Shares of Under Armour Inc. (NYSE:UAA) fell over 50% in 2017. Successive earnings misses and bad press battered the sports apparel company. The stock kicked off 2018 trading well as it was up 2% at the bottom of the noon hour on January 2.
The company released its third quarter results on October 31. Revenue dropped 5% to $1.4 billion and earned an adjusted $0.22 per share. This missed analyst expectations of $1.48 billion and the company was also forced to absorb an $89 million restructuring charge.

Under Armour saw its previous full year forecast of earnings per share of $0.37 to $0.40 drop to $0.18 to $0.20. Its North American business faced a tough set of challenges throughout the first nine months of fiscal 2017.

On December 29 reports revealed that a maker of T-shirts and sweatshirts sold under the ICAN brand filed a lawsuit accusing Under Armour of infringing on trademark through the sale of Stephen Curry products. The owner of a North Carolina-based ICAN business claims that several slogans have been used to build a product line for Curry and Under Armour.

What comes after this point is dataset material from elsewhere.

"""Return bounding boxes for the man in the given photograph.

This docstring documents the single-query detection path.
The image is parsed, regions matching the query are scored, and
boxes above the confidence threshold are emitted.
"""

Its chief competitor, Nike Inc. (NYSE:NKE), capped off an impressive 2017 which saw its stock rise 23%. In the second quarter Nike saw revenues rise 5% to $8.6 billion. Still, net income declined 9% to $767 million with selling and administrative expenses rising 10%.

Under Armour is set to release its fourth quarter and full 2017 results at the end of January. Investors should be on the lookout for any improvement after a record breaking holiday sales season in the U.S.